Nous n’en avons pas besoin, car ce second GIP sera l’occasion :

– de complexifier encore plus le paysage des institutions françaises en santé alors que chaque crise sanitaire révèle que c’est l’absence de coordination de ces institutions qui a sa part de responsabilité dans les catastrophes sanitaires. Qui peut croire que l’ambition de précaution qui a fait défaut hier à ceux qui n’avaient pas vu venir la crise du Mediator va soudainement surgir parce qu’ils sont réunis ensemble dans une nouvelle institution ?

– de « dépenser plus » puisque pour une part non négligeable de son activité il va faire ce que fait déjà le GIP IDS : délivrer des autorisations de partage des données !
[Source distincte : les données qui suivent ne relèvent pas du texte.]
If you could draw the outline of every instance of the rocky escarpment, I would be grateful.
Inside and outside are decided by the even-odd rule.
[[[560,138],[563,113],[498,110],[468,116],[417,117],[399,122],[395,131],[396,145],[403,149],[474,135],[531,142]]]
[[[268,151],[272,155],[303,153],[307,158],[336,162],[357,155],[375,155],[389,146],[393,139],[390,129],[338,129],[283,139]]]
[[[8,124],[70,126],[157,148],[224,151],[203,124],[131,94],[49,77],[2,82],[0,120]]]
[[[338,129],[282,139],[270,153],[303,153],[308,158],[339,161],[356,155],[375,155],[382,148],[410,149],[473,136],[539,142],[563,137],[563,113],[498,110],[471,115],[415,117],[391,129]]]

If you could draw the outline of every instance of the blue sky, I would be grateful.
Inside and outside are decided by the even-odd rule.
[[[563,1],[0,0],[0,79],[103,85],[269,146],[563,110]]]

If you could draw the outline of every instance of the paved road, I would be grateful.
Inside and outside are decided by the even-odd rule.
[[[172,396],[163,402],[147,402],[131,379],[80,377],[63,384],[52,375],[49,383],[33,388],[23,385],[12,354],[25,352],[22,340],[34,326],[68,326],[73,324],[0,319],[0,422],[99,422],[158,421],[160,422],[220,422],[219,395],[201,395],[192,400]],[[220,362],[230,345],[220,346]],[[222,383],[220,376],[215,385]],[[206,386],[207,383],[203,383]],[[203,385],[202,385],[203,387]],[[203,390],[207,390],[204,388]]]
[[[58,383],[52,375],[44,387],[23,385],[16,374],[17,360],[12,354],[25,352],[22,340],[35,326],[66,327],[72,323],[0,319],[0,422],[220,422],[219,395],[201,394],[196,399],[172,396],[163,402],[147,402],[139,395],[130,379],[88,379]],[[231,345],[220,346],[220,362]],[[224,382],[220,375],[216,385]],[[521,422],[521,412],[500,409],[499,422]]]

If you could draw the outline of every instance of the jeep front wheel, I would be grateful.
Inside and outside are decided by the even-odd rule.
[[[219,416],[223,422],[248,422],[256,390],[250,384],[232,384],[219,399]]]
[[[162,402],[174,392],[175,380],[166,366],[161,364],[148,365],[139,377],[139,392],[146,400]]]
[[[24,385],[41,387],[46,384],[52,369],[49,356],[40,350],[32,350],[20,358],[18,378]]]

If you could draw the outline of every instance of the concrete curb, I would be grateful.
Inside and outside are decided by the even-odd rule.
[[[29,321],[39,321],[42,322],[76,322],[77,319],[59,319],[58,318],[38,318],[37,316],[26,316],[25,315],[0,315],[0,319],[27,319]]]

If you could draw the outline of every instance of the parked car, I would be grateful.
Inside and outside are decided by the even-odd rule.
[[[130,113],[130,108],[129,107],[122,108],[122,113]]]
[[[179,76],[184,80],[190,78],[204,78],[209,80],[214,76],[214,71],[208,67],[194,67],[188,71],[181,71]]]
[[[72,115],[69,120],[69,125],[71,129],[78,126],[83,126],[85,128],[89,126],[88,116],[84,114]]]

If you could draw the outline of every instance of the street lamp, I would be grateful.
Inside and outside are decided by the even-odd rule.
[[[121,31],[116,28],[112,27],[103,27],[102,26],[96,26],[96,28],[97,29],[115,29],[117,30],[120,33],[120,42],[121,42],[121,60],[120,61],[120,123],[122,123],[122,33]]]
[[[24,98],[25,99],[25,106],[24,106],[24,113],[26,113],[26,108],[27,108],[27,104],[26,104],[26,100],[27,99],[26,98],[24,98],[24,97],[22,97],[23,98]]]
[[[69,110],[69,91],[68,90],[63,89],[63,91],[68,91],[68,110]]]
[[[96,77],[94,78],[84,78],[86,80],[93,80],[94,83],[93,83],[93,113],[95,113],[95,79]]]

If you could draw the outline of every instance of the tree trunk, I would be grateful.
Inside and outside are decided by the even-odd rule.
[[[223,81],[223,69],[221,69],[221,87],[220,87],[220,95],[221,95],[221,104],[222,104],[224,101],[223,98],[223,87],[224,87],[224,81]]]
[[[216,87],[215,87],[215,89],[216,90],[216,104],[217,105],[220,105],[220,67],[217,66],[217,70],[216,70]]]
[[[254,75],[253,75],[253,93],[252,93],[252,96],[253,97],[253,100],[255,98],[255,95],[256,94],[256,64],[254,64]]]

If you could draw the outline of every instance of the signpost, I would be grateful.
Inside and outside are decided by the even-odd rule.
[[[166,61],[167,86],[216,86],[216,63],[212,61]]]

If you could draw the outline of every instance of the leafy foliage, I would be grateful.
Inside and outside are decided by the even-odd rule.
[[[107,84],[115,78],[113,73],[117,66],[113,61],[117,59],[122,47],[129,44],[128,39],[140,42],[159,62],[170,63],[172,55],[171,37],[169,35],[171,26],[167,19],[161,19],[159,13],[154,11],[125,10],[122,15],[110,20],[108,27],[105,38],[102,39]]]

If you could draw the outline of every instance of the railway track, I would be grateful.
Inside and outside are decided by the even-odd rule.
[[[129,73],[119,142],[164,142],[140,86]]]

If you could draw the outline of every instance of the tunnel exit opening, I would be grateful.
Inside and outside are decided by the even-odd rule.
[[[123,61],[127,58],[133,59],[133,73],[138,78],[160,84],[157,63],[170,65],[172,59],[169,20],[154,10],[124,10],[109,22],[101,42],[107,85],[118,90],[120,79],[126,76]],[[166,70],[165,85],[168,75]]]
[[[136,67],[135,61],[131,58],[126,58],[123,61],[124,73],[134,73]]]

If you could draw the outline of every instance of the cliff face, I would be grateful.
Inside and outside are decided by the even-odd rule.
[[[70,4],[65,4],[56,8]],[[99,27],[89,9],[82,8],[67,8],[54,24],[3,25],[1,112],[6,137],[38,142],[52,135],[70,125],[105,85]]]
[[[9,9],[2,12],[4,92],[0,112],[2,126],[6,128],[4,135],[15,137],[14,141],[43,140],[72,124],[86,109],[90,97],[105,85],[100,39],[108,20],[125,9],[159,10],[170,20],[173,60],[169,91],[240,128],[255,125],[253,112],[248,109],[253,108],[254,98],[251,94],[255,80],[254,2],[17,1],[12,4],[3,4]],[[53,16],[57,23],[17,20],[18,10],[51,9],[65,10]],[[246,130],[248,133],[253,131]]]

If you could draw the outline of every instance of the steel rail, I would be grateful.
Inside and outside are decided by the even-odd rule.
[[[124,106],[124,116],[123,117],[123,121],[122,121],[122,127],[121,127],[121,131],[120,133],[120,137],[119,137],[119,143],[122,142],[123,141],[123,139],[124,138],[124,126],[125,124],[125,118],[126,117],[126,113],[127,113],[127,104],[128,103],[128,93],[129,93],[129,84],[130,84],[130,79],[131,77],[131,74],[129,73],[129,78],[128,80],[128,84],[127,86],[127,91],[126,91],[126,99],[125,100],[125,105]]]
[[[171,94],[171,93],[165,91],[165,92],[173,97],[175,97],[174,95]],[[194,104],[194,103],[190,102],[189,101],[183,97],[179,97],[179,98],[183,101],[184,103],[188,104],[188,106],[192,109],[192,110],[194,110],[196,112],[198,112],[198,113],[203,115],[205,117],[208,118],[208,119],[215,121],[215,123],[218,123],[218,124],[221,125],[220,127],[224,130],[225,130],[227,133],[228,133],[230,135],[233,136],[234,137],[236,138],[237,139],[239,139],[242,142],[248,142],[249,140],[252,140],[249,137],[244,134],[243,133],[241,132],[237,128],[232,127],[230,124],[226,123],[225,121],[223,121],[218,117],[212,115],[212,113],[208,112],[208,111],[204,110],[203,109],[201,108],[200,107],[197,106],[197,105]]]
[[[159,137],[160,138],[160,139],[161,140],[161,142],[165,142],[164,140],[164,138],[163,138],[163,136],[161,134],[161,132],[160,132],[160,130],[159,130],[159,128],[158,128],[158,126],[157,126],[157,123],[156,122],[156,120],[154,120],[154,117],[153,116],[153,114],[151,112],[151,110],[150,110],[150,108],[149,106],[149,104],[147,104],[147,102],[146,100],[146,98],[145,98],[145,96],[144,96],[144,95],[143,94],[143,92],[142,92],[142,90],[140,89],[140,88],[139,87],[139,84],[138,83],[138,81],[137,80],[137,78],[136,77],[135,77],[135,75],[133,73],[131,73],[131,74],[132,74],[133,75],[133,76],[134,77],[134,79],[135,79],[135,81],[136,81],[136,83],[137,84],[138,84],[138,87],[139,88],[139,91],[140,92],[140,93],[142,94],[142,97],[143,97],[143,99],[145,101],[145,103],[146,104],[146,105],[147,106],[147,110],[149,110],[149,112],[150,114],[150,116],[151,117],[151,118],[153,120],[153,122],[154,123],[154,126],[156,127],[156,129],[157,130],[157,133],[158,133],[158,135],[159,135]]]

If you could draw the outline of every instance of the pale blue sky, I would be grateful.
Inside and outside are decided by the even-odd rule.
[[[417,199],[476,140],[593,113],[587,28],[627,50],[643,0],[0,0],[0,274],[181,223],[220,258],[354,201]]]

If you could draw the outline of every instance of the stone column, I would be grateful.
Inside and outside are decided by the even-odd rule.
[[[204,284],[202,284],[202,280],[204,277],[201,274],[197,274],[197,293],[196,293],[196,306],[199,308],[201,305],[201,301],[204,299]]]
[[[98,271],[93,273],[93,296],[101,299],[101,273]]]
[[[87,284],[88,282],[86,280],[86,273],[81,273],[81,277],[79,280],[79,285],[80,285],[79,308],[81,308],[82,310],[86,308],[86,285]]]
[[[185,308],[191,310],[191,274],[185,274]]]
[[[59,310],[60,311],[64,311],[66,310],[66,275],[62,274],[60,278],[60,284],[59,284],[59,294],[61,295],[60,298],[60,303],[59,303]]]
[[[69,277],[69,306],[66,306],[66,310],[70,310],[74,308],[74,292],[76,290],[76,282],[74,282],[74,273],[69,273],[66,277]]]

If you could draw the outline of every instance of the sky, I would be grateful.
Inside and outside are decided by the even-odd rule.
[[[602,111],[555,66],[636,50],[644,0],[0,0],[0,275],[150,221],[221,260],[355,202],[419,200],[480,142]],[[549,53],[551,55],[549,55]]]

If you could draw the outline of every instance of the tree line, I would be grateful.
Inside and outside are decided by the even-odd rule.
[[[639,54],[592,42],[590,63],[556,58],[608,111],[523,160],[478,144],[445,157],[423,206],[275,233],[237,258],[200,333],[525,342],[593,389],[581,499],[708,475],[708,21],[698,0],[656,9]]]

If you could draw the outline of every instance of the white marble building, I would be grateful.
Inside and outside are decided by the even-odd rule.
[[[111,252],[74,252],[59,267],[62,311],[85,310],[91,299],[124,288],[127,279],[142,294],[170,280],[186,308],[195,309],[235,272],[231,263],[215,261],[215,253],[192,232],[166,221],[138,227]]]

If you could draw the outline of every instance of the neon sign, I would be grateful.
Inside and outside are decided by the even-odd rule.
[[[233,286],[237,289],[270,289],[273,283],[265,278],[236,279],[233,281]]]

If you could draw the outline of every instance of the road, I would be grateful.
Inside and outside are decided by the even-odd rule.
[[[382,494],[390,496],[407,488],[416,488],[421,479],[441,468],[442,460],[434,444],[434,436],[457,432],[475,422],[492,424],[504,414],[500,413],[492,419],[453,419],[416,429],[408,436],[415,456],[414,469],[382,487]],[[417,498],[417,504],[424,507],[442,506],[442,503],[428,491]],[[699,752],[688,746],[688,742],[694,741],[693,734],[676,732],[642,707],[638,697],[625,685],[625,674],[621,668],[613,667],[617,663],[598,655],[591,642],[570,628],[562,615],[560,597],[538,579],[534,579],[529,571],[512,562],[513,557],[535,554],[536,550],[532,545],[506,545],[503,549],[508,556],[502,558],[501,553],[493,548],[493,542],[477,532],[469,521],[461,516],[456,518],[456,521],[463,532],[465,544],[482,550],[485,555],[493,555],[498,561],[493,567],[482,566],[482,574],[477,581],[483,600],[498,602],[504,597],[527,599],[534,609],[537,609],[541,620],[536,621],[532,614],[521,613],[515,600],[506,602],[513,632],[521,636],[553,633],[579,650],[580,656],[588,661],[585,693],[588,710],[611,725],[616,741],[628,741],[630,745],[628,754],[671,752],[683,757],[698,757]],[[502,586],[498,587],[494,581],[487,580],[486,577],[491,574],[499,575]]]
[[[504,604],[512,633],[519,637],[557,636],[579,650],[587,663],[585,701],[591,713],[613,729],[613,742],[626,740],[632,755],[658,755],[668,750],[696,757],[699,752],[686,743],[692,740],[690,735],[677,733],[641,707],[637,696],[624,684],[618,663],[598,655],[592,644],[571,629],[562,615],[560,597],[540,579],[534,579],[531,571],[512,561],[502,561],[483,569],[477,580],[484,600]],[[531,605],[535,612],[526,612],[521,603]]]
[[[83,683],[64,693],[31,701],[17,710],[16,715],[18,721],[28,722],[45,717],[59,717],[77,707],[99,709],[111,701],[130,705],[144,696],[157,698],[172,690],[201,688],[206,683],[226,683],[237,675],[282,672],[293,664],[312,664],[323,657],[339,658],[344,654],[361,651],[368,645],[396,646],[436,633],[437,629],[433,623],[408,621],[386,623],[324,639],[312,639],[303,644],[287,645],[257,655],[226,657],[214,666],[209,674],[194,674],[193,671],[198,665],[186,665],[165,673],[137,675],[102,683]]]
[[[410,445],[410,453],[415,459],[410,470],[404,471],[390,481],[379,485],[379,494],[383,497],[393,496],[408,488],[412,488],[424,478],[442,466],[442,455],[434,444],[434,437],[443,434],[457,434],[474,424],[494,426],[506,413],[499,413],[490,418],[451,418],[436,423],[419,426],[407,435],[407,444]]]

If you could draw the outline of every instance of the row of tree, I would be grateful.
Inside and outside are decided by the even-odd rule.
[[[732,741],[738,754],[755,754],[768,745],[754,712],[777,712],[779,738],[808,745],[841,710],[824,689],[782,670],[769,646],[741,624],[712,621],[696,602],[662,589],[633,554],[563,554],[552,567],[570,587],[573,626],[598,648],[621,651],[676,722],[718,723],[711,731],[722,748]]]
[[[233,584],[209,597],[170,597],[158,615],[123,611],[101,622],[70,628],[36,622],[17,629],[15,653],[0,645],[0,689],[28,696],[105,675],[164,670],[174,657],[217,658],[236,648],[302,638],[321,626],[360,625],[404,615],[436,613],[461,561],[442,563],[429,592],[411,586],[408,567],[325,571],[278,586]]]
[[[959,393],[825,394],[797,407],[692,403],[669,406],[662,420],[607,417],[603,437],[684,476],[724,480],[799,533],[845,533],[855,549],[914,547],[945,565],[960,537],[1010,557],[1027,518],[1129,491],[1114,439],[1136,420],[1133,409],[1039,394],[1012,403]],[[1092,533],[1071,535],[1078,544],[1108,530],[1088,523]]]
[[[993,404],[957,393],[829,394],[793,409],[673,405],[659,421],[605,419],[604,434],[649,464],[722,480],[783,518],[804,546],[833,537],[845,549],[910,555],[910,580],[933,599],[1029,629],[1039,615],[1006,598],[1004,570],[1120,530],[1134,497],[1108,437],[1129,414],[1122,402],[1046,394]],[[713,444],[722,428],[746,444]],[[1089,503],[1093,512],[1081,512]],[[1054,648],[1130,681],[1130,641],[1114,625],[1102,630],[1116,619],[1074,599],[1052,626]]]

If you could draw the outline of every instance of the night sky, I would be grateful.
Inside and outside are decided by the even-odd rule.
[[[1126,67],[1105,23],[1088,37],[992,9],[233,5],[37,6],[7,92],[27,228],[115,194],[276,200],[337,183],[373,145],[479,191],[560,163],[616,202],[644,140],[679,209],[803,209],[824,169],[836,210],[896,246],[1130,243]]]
– de défaire la société civile dont il n’est pas prévu qu’elle soit membre de ce nouveau GIP alors qu’elle est membre du GIP IDS : la création du nouveau GIP cache mal le renoncement à impliquer la société civile dans la sécurité sanitaire et la santé publique ..

En outre, « après le changement », la stratégie d’avant le changement continue : celle du passage en force.

Ainsi, alors que le décret en Conseil d’Etat, pris après avis de la CNIL, qui doit fixer les modalités d’application de l’article 33 de la loi relative au renforcement de la sécurité sanitaire du médicament, n’a pas été publié, ni même semble-t-il soumis pour avis à la CNIL et au Conseil d’Etat, l’ordre du jour du prochain comité d’orientation et de pilotage de l’information inter-régimes du SNIIRAM (COPIIR) comporte à son ordre du jour la mise en conformité du protocole SNIIRAM avec cet article 33. Qui va-t- on trouver autour de la table du COPIIR SNIIRAM pour organiser ce passage en force ? L’Etat, les régimes obligatoires et les professionnels. Toujours pas de représentants d’usagers du système de santé !

Dans le domaine de la protection des consommateurs ou de l’environnement, ces attitudes n’ont plus cours depuis longtemps. Dix ans après la loi du 4 mars 2002 relative aux droits des malades et quelques scandales de santé publique en plus, la méthode consiste toujours à cantonner la société civile aux portes de la santé publique. Avec les conséquences que l’on sait …

– La mise en conformité du protocole SNIIRAM avec l’article 33 de la loi du 29 décembre 2011 qui créée le GIP EDS doit être retiré de l’ordre du jour de la prochaine réunion du COPIIR SNIIRAM.

Il doit être sursis à toute décision administrative sur le GIP EDS en attendant un positionnement politique sur les sujets que nous soulevons (double dépense, double compétence, absence de représentants des usagers).